Tuesday, May 08, 2012

Boiling off the Mainstream

I don't remember exactly what the date was, but several years ago, after Colin Powell was interviewed on TV, a number of prominent Republican politicians were quoted as derisively putting him down as a RINO, or "Republican in Name Only".  Since that time, other formerly mainstream republican politicians have basically just quit.  Left, gone home, gone fishin'.

Then, after the GOP won in 2010 on the strength of its rants about "jobs, jobs, jobs", it turns about they must have been just chanting Steve Jobs' name, because they damn sure didn't have anything to do with creating new ones, and instead got down on social issues, including women's health, contraceptives, abortion and anything else they could think of that didn't have anything to do with the economy.

Oh, and of course, opposing anything Obama was in favor of, including most of their favorite issues over the last few years.

Now, one of their favorite organizations, the Heartland Institute, is in the news for that insane billboard, showing the faces and names of famous mass murderers, linking them to global warming and asking readers if they, too, support global warming.

Well, now, it's backfiring.  Even their own staff don't like it!

A commenter on Maddow's site likens the process as "boiling off" the moderates.  The more moderates leave the party, the crazier it gets.  The crazier it gets, the fewer moderate, normal people will associate themselves with the party.  It won't take long before all the moderates are gone, and they begin working on the real conservatives, until even those are gone, and they're left with the hard core idiots.

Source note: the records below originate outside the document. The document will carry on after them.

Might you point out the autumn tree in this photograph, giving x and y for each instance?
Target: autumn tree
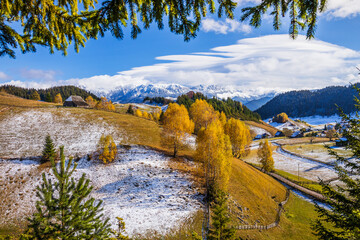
(48, 152)
(202, 113)
(342, 220)
(138, 113)
(265, 156)
(90, 101)
(107, 149)
(213, 149)
(221, 220)
(64, 209)
(130, 110)
(281, 118)
(104, 104)
(176, 126)
(239, 135)
(35, 96)
(58, 98)
(331, 134)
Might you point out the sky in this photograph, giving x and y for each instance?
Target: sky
(226, 53)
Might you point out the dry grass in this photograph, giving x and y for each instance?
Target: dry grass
(264, 126)
(13, 101)
(295, 223)
(317, 151)
(255, 191)
(291, 141)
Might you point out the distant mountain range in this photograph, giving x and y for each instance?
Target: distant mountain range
(305, 103)
(137, 94)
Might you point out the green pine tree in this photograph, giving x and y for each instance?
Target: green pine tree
(49, 150)
(221, 220)
(343, 220)
(48, 97)
(64, 209)
(130, 110)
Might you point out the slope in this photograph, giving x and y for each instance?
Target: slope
(309, 103)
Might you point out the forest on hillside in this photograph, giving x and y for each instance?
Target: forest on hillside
(323, 102)
(230, 107)
(48, 94)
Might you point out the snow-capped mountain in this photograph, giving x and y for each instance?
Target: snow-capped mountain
(136, 94)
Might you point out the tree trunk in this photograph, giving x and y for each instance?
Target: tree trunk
(175, 150)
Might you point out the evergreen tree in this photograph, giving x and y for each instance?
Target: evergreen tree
(265, 156)
(48, 152)
(58, 98)
(221, 220)
(130, 110)
(35, 96)
(343, 220)
(64, 209)
(48, 97)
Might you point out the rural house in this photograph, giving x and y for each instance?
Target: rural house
(75, 101)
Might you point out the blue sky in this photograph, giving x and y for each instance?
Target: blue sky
(163, 57)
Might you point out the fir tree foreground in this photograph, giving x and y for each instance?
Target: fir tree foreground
(64, 209)
(57, 25)
(343, 220)
(49, 150)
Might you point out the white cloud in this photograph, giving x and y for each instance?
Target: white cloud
(343, 8)
(224, 27)
(37, 74)
(334, 8)
(253, 64)
(3, 76)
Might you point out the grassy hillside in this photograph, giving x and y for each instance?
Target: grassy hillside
(263, 125)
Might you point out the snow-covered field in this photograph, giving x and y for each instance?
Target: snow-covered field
(23, 134)
(258, 131)
(321, 120)
(138, 187)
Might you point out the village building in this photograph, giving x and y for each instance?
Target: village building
(75, 101)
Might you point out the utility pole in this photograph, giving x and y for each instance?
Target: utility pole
(299, 172)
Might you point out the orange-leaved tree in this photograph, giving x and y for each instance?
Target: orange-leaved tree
(202, 113)
(90, 101)
(176, 125)
(107, 149)
(58, 98)
(265, 156)
(213, 149)
(239, 135)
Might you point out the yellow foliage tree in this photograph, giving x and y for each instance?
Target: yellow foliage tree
(145, 115)
(106, 105)
(90, 101)
(222, 118)
(176, 125)
(239, 135)
(202, 114)
(213, 149)
(58, 98)
(265, 156)
(107, 149)
(138, 113)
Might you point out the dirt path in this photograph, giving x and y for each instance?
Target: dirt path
(306, 191)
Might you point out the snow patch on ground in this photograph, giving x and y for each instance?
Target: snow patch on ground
(258, 131)
(138, 187)
(321, 120)
(23, 134)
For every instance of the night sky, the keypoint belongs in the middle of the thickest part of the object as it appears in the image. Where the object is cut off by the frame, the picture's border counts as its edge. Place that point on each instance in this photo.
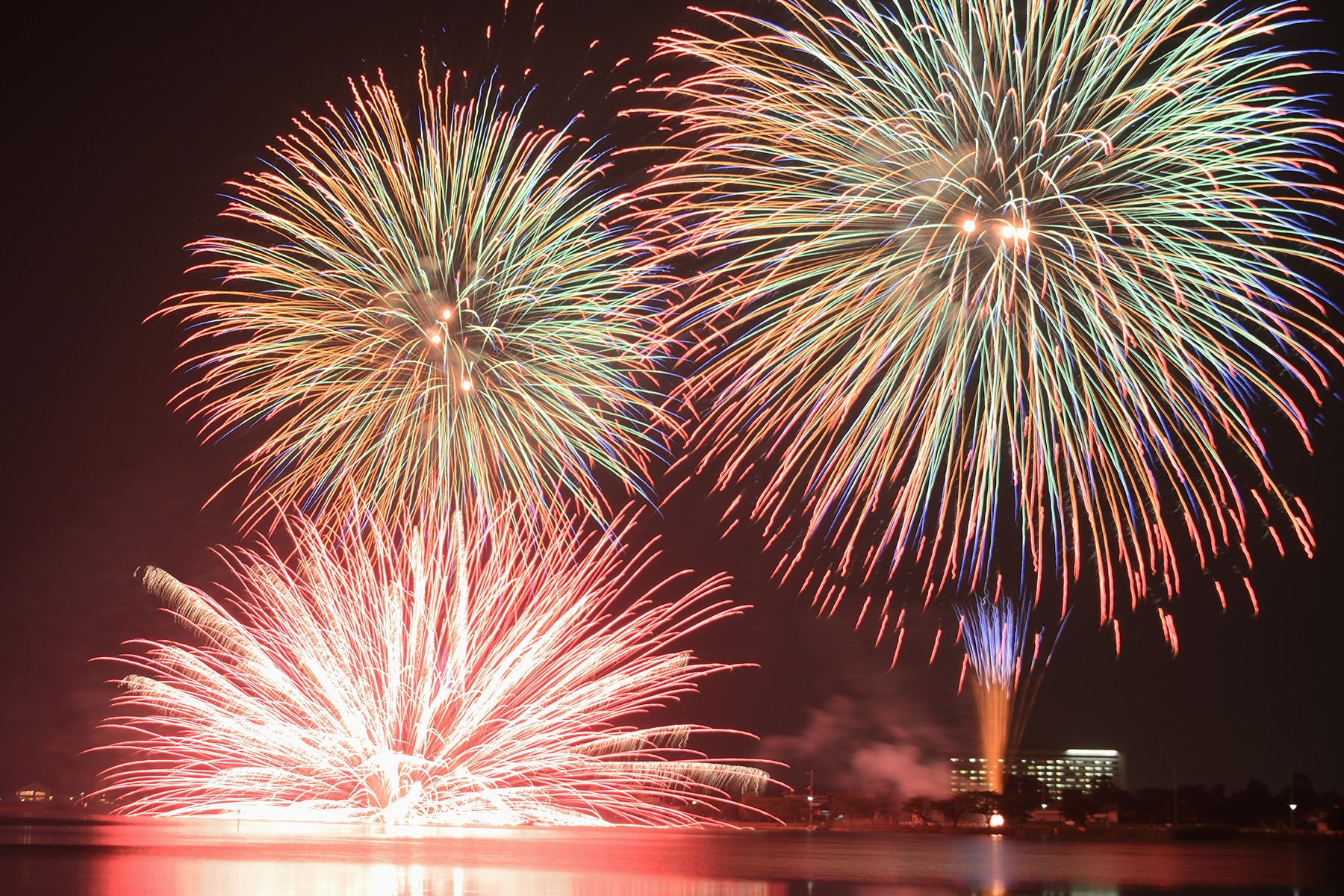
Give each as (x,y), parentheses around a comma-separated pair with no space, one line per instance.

I know, I was one of the first to leave.   It was in the middle of the Bush Administration.  I was, to my current shame, one of those who voted for Bush II - twice.  I was still enamored of their "trickle down" theories, and, while uncomfortable with the socially conservative wing, hadn't liked Clinton and didn't like Gore, either.  (I'm still not sure if I like Gore or not, but I've since warmed up to Clinton.  I now definitely like Hilary.  But that came later.)  What got to me was the continued mismanagement of the Iraq war and the distraction that was to the main show in Afghanistan.  Bush's lurch towards torture was another crack in the dike, and the Patriot Act widened it considerably.

In the end, it was the sudden, unexplained swerve into religious intolerance and sheer insanity that did it.

In the interim, my "conversion" to atheism has informed a much more tolerant, much more sympathetic and compassionate view towards my fellow man.

Which makes the intolerance of the right wing that much more insane to me.  How can any human just walk by someone in trouble and not want to help?  How can you tell someone who has been hit by the worst that life can deal that they're on their own?  That they should just die because you are too busy making your own life comfortable to bother?

I am not an unusual person.  I was raised in Texas, and still support gun rights and feel that people should, whenever possible, stand on their own and not ask for help.  After all, self sufficiency was part of the frontier spirit that made this country great.  But the right wing forgets that another part of that frontier spirit was the part that didn't let your neighbor down in a pinch.  The part that tolerated others' differences and didn't ask awkward questions about private matters or opinions.  The part that would not tolerate interference in one's bedroom, much less intrusion into one's procreative privacy.

In other words, the part that would never tolerate the socially conservative crap that Republicans want to saddle this country with in their misnamed "small government" dreck that really means big government.

It wouldn't have tolerated that dishonesty in labeling, either.

No, today's Republican Party is so busy pandering to the Corporatists and the religious Dominionist groups that it is rapidly leaving the mainstream behind.

Maybe this election will be the one to bring it home to them.  One can hope.